In 'Born in The 20’s', prosegue Ellis Cloud, "convivono il mood kitsch scanzonato dei Vampire Weekend, i suoni caldi di kick e snare di J. Dilla, la grezza brevità dei Beatles, il sorriso sornione di Duke Ellington ed i tocchi ska della Winehouse". Ellis Cloud è coproduttore non solo del disco ma anche dei suoi arrangiamenti e, oltre a cantare, suona chitarre, bassi e sintetizzatori. Ma è comunque in buona compagnia: nelle registrazioni sono stati coinvolti alcuni dei musicisti più talentuosi della sua città tra cui Federico Quartana, Ciro Pusateri, Dario Grizzaffi, Lorenzo Passalacqua e Giorgio Bovì.

Nella tracklist di 'Born in The 20’s' si parte con gli attacchi di panico di 'Street Star', si passa alle storie di ibernazione di 'So Young' in cui un uomo spera di ritrovarsi tra 50 anni in un futuro in cui la sua sessualità sfrenata possa essere totalmente accettata. Poi spazio alla pazzia di 'Moody Movie' e a 'Walk On Water', un racconto di pubblicità, una dedica ai fenomeni che riescono a monetizzare sul web senza avere alcun talento o particolare vocazione. La gelosia di 'Tangled Wires' e la retromania di 'New Flying Socks' aprono la strada alla titletrack 'Born in the 20’s': case su Marte, robot/babysitter, una generazione condensata in microepisodi. 'Leave me Alone', 'Invincible' e 'Play' chiudono le dieci tracce dell’album.

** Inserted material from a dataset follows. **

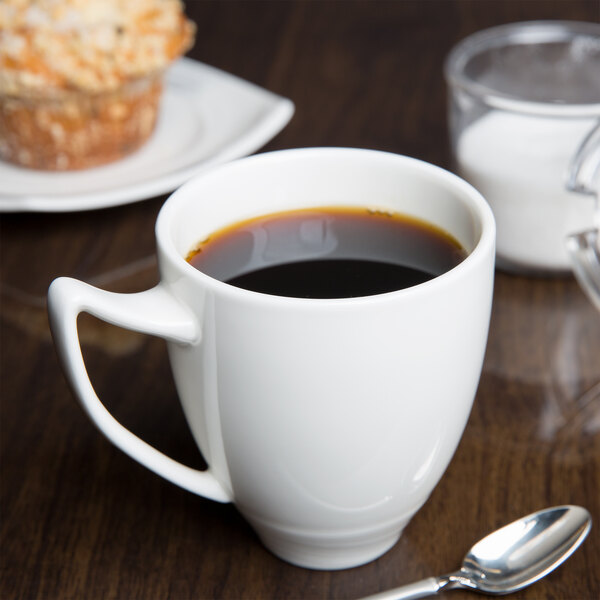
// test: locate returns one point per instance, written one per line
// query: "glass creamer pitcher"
(524, 100)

Cantautore e polistrumentista Ellis Cloud, classe 1987, cresce in un contesto musicale quasi interamente nazionalpopolare e, a 14 anni, viene 'messo in salvo', come dice lui, da Duke Ellington e Benny Goodman. Studia clarinetto. Quando tolgono per 9 mesi l’adsl dal suo quartiere, decide di imparare seriamente anche la chitarra. Scrive le prime canzoni a 19 anni.

Ossessionato dal periodo musicale 1977/1984, Ellis suona in tante formazioni, dal dream pop al new-rave al math-rock. Nel 2011 intraprende un’esperienza lavorativa newyorkese per un’azienda che sfortunatamente dopo pochi mesi chiude i battenti lasciandolo per due anni preda delle tensioni della Grande Mela. Tensioni 'sciolte' poi nel racconto musicale che è la trama di 'Born in The 20’s'. Tra i suoi artisti contemporanei preferiti St. Vincent, Flying Lotus, Thundercat, Unknown Mortal Orchestra, Janelle Monae, Amy Winehouse e i Deerhunter.